Première remarque : nettement moins de listes autonomes qu’en 2001 et y compris des régions entières quasiment totalement en union par choix politique assumé : Pays de Loire, Aquitaine (sauf les villes de Bergerac et St Médard en Jalles en banlieue de Bordeaux), en Haute et Basse Normandie (sauf Ifs dans la banlieue de Caen) etc … Et ce ne n’est pas un hasard, ce sont les régions (Bretagne, Rhônes-Alpes, Nord Pas de Calais …) qui avaient fait le choix des listes autonomes aux régionales de 2004 qui voient le plus de listes autonomes à ces municipales. Dans ces conditions, il n’est pas difficile d’avoir plus d’élus qu’en 2001 (1500 au lieu de 1305). Mais l’expression autonome des Verts, elle a singulièrement disparu, un comble au moment où les urgences écologiques sont de plus en plus au cœur des débats publics.
Lorsqu’on regarde les résultats des listes autonomes, la majorité passe la barre fatidique des 5%, mais il est indéniable que le tassement des scores par rapport à 2001 est réel (–25% en moyenne). Ainsi on ne recense que 7 villes de plus de 10 000 habitants (15 000 en IDF) où les scores ont progressé. Mais ce recensement sous l’étiquette « liste verte » est un peu fallacieux puisque pour nombre d’entre elles il s’agit de listes beaucoup plus larges, y compris parfois sans l’étiquette verte même si certains de ces participants sont notoirement des militants Verts (l’exemple type est Montreuil).
Ce qui est nouveau, c’est l’élection de maires verts à la tête de liste d’union dès le premier tour dans des communes dépassant les 5000 habitants mais aussi le maintien de plus de listes au second tour (17 villes de plus de 3500 habitants dont 6 de plus de 20 000) et qui dans plusieurs cas, malgré la fusion avec des listes clairement étiquetées extrême-gauche (LCR notamment comme à Montpellier) voient leurs scores augmenter au deuxième tour.
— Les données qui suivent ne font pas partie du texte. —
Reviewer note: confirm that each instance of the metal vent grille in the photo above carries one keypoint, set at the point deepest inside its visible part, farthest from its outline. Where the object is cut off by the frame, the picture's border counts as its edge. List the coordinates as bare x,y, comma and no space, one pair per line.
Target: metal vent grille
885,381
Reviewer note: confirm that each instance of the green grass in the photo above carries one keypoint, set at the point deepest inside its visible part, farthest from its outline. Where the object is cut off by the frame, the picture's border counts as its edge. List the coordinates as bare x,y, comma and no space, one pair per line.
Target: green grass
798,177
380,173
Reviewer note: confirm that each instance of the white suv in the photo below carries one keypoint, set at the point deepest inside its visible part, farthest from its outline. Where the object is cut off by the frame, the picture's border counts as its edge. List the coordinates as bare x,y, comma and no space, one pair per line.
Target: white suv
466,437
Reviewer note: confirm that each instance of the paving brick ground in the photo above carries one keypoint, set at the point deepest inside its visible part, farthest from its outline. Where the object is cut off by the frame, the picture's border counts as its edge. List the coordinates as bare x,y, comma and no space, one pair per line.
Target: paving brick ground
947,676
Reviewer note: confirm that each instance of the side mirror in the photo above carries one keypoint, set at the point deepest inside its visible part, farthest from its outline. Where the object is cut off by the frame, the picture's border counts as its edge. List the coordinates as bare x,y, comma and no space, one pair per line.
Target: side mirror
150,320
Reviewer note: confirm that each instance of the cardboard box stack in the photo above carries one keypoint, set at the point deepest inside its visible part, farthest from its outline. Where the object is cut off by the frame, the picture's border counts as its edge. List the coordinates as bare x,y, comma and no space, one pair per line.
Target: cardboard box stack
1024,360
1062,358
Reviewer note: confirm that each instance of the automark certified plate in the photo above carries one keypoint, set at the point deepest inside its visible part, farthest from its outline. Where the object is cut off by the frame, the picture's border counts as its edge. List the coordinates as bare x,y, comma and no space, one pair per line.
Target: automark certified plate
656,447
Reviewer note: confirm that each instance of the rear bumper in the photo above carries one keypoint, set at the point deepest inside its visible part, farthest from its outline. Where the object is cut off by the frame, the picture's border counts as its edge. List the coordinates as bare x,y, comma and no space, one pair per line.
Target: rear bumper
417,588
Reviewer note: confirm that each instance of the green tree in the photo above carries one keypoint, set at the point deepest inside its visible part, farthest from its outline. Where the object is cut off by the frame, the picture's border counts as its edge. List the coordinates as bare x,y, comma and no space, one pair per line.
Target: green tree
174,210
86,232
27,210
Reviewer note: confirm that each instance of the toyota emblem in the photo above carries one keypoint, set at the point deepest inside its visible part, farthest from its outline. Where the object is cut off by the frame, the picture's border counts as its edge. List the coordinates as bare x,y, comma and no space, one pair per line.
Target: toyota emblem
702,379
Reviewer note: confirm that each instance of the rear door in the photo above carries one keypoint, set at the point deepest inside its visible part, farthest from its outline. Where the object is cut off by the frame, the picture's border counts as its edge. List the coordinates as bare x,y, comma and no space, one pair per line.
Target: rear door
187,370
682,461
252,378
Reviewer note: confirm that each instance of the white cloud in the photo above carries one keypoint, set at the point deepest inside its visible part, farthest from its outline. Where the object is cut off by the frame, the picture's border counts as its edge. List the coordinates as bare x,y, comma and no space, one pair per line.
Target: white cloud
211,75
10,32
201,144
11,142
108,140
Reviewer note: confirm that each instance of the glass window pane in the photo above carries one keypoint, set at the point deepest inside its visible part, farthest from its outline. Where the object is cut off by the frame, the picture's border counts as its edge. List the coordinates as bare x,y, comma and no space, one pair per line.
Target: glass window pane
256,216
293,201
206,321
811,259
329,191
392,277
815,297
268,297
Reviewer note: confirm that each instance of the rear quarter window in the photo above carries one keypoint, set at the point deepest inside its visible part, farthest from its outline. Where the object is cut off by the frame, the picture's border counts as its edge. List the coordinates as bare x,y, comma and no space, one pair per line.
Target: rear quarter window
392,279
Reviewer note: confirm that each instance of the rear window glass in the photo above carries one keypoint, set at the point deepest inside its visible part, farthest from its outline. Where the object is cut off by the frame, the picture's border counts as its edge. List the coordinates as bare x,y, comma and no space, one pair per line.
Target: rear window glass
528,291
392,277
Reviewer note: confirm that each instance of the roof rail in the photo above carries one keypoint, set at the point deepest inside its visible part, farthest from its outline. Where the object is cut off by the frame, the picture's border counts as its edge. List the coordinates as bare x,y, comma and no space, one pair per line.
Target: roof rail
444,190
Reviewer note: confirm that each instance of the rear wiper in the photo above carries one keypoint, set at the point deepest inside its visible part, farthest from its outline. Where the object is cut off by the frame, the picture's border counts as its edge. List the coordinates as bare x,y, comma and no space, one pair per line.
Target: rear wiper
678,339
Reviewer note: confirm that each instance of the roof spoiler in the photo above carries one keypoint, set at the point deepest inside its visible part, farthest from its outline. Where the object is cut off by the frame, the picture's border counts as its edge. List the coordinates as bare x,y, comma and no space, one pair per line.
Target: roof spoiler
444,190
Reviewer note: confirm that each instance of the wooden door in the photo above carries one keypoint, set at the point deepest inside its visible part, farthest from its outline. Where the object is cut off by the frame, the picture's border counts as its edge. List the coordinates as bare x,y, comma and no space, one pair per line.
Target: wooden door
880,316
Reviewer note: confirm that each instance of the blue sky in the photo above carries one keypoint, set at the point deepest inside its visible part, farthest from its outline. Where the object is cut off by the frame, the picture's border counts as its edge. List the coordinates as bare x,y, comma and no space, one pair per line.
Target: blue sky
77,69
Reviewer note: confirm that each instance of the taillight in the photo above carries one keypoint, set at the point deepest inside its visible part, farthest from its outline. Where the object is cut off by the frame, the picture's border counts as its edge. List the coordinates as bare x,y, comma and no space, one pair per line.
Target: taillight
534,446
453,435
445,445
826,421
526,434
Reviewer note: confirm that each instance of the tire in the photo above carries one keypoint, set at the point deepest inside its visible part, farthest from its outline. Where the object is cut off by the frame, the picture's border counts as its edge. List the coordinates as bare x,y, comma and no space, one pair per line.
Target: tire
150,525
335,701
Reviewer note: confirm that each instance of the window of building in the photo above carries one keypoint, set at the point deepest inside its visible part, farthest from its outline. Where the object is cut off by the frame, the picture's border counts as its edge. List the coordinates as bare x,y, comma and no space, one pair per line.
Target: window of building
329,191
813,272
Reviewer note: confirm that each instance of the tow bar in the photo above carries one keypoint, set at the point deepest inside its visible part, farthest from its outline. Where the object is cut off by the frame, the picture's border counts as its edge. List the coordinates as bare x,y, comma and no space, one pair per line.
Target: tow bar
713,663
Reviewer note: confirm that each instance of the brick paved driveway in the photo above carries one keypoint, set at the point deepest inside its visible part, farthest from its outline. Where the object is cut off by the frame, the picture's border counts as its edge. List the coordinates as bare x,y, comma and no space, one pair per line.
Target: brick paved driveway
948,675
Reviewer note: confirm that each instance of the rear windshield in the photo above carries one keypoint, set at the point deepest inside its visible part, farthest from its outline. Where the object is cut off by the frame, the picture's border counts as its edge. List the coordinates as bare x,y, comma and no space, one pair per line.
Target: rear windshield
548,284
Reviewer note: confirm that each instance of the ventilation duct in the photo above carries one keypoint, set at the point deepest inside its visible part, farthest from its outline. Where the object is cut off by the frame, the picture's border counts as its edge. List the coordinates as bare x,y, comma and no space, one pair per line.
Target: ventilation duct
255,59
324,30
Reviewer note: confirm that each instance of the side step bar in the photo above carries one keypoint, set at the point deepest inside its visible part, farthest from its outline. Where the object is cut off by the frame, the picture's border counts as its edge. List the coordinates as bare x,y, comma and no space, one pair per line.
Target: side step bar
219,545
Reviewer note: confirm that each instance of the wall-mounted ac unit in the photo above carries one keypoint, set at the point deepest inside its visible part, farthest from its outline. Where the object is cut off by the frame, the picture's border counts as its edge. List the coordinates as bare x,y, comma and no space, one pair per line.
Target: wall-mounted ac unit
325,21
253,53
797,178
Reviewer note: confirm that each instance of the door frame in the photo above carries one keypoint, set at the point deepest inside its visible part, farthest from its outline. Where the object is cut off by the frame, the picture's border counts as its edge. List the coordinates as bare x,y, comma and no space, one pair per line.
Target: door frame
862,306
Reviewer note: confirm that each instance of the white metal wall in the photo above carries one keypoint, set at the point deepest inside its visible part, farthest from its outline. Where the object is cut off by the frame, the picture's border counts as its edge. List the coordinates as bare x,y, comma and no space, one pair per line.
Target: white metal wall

Cela signifie-t-il que l’époque où les scores Verts et LCR ne s’additionnaient pas serait terminée ?

Deux interrogations apparaissent à l’issue des ces élections
- le refus par le PS de la fusion de deuxième tour avec des listes Vertes ou plus larges va-t-il poussé de plus en plus les Verts vers la recherche systématique de liste d’union au premier tour et par là-même préfigurer leur vassalisation totale vis à vis du PS ? La question est d’importance face à l’accentuation de la politique hégémonique du PS car le choix peut être douloureux, même si nous savons qu’à terme ce n’est plus seulement la tentative de listes autonomes que le PS cherchera à étouffer, c’est aussi toute velléité d’expression autonome politique y compris au sein de majorité de gauche.
- y-a-t-il ouverture d’un espace à gauche d’autant plus important qu’il regroupe écologistes, alternatives à gauche, associatifs locaux etc …implantés localement et avec une expression autonome déjà exprimée lors de précédentes échéances électorales ? et de telles listes sont-elles en capacité de tenir tête y compris à des maires sortants qu’ils soient PS ou PC et de trouver un électorat qui préfère un tel positionnement plutôt qu’une bascule vers le centre comme le propose une partie du PS ? Plusieurs exemples cette fois-ci semblent le montrer.

Pour les Verts, le choix peut donc à terme se poser entre devenir plus dépendants du PS au premier tour ou participer à des listes larges autonomes de type écologie et gauche alternative.